La re-présentation  qu’Hubaut propose est celle du jeu entre nos forces et nos faiblesses, entre le pouvoir et l'esclavage sous toutes ses formes. Bref il nous propose des figures de sable ou de roc. Entre force, gravité, ironie, dérision et contre le  snobisme épars des formes obsolètes qui ovulent  en vignettes spécieuses  l’artiste préfère le ridicule. Ce dernier ne tue pas. Il fait mieux :  précieux il libère l'esprit de tout ce qui l'encombre et  met en lumière le royaume de nos ombres.
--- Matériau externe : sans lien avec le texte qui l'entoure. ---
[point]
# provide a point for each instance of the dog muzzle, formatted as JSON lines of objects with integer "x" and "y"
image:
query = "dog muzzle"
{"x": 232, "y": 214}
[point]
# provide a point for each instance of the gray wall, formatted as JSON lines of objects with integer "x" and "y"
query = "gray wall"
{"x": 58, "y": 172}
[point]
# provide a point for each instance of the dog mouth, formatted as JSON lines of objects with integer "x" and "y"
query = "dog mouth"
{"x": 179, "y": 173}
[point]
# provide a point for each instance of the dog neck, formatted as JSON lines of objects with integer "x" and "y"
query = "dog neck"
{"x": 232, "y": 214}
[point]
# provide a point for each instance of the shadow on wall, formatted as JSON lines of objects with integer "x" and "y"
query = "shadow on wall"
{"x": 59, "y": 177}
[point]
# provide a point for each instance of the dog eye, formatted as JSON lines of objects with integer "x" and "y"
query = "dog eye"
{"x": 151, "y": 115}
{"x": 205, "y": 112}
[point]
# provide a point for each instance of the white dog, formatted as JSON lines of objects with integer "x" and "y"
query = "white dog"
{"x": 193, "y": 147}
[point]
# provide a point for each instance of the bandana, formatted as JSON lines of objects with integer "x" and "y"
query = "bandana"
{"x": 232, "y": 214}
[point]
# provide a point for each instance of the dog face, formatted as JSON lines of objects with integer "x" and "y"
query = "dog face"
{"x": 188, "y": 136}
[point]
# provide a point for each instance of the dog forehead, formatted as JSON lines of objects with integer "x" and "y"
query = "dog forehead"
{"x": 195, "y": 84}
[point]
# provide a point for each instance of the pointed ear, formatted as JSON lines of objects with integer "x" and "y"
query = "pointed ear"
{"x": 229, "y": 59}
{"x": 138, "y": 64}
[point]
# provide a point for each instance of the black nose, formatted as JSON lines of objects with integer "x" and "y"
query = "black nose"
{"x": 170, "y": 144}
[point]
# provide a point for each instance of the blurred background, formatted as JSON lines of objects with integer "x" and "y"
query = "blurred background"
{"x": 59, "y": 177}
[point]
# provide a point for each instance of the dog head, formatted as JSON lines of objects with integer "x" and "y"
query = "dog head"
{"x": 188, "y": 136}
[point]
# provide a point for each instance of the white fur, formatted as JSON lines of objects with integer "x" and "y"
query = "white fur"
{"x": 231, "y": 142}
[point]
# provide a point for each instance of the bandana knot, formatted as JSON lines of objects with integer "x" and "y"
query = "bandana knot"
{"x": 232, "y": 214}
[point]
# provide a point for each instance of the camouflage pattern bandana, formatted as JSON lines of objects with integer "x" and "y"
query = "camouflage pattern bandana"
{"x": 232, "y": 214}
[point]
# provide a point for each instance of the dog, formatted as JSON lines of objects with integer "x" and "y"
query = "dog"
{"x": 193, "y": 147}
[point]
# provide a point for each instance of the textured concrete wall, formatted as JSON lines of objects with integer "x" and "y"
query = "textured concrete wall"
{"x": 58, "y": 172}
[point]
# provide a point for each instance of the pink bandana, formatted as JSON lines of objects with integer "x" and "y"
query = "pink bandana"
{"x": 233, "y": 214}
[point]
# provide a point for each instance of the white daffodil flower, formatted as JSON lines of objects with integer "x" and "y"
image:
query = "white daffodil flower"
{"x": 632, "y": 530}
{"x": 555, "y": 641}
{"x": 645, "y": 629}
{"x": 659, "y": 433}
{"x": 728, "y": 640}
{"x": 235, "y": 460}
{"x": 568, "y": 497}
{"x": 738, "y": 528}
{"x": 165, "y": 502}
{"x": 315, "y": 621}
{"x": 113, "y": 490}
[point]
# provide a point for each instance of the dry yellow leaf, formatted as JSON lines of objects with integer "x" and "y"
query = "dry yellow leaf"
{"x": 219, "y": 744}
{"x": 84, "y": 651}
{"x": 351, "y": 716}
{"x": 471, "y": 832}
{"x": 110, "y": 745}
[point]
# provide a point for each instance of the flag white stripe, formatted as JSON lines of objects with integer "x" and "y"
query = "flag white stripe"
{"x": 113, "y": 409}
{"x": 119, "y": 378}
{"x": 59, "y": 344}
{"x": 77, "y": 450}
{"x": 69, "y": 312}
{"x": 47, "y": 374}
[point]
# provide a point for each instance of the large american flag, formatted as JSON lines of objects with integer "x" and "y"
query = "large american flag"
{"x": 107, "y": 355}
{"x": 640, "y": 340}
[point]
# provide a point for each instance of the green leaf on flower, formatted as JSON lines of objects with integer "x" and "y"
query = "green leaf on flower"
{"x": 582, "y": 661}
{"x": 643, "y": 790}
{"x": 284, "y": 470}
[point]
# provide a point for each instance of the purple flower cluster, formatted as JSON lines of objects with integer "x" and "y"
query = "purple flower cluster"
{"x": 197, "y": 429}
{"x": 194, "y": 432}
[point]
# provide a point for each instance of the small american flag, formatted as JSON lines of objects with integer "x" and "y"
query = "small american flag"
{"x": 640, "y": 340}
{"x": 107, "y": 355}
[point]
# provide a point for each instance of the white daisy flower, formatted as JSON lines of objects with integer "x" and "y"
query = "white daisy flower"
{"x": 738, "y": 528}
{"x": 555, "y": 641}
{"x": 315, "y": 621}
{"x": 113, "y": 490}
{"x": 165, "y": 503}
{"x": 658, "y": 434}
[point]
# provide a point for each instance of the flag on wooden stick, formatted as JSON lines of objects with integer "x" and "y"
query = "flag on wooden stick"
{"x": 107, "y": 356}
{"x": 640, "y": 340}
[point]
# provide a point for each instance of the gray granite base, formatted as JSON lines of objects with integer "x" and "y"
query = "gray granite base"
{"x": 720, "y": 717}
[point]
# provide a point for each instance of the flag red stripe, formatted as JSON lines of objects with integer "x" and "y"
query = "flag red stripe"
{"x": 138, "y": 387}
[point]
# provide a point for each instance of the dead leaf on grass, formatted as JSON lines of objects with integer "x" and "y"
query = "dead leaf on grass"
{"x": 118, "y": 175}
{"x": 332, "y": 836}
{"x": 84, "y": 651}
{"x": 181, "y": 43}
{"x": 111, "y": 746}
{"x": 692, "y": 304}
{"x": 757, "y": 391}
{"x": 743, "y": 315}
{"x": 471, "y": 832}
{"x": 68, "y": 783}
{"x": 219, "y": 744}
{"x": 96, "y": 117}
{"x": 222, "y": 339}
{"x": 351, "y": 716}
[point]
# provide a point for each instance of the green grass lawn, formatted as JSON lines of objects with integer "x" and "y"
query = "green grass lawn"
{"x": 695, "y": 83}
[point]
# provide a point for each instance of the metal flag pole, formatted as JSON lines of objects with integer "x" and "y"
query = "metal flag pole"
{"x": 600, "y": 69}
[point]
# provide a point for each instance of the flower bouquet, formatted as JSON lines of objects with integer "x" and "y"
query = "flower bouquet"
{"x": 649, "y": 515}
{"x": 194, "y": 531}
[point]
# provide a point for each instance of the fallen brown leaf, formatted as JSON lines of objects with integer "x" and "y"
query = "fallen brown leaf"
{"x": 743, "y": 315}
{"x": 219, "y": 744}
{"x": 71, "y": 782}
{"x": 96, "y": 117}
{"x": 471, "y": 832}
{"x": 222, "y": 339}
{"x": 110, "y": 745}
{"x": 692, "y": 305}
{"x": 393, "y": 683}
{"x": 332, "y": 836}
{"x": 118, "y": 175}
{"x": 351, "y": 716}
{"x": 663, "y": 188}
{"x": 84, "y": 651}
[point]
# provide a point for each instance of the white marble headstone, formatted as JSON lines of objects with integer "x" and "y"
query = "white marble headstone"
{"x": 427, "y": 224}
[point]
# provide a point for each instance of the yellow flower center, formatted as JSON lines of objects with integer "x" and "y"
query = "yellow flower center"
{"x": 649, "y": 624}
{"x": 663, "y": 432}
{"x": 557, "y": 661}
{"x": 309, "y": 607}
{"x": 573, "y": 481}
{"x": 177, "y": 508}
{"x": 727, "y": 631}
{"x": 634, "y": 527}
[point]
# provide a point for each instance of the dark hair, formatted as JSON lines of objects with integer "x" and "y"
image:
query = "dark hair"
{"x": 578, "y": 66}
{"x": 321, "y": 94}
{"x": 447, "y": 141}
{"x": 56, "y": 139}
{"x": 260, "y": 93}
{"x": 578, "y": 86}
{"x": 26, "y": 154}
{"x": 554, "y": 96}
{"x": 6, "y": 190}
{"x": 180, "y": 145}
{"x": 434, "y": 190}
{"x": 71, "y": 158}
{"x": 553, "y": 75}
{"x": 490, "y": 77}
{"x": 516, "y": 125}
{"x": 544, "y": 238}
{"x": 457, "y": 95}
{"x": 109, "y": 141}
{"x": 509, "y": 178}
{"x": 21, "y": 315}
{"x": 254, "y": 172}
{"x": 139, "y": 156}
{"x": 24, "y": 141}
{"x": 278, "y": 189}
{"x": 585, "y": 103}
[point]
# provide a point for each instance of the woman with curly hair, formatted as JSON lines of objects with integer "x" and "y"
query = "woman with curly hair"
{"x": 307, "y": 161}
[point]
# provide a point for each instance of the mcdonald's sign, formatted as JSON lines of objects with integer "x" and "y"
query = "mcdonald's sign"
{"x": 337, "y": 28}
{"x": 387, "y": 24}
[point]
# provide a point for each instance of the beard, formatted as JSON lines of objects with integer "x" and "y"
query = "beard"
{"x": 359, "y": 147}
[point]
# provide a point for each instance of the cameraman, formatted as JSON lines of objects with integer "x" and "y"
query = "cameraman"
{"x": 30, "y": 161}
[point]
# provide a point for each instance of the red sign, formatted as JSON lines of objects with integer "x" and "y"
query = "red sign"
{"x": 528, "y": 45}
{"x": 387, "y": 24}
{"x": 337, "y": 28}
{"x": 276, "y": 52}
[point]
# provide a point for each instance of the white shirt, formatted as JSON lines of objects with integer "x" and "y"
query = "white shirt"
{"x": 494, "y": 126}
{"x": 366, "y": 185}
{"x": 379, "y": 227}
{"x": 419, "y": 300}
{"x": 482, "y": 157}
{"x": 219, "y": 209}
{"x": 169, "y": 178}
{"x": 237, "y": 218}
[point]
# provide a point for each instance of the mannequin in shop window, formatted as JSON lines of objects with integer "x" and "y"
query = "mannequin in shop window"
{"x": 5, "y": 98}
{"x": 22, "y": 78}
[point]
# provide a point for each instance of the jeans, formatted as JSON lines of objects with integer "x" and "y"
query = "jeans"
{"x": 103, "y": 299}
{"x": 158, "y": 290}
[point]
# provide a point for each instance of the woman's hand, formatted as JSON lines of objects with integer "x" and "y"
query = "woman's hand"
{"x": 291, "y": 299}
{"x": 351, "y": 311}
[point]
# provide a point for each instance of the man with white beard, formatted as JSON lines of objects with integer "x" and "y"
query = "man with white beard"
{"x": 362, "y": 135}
Hubaut dénude les images comme un fil électrique et pour en augmenter le voltage. Il sait qu'un art qui exige une réponse n’aboutit pas à la pensée. Comment en effet expliquer la nuit à la nuit puisqu’on ne peut emprunter les chemins de la foudre ?  Son travail n'est donc  ni une aube tranquille, ni un crépuscule dérisoire. Ce n'est pas non plus une bourre duveteuse qu’on nomme félicité et qui emplit le creux de la pensée. Il fait reculer les choses que le sens prétend éclairer. Bref c’est un terroriste abstrait qui se retourne contre les plastiqueurs. Il en va  de la vie de l’art comme d'un voyage : celui qui s'y engage découvre que son parcours est un accroissement de nulles parts. Mais pourtant il n'y a rien à regretter, car c'est le seul réel déplacement et le seul  moyen de se libérer par le rire de l’affliction et de l’inflexion de la petitesse qui nous guette sans cesse. Le reste - si reste il y a - possède l’épaisseur d’une hallucination, d’une locution proverbiale. Résumons : regardant le monde à l'aune de la dérision et du zoo intérieur de l’être, un décapage a lieu. Peu pourtant en sont capables. Hubaut en nous rendant taupes-less face à nos certitudes fait de nous des voyants provisoires mais voyants tout de même. L’art reste donc l’avant-scène où parfois à mesure que la scène se vide tout arrive. Se dévide la masse d'énigmes qui nous clouent à ce que nous n'avons jamais osé devenir. Dans cette confrontation plus spectrale que spectaculaire, le corps sort de ses abris, l'identité se déploie.  Hubaut  rappelle que comme des bêtes nous poursuivons  une proie imaginaire afin de savoir ce qu'il est en est du monde, des autres et de nous-mêmes.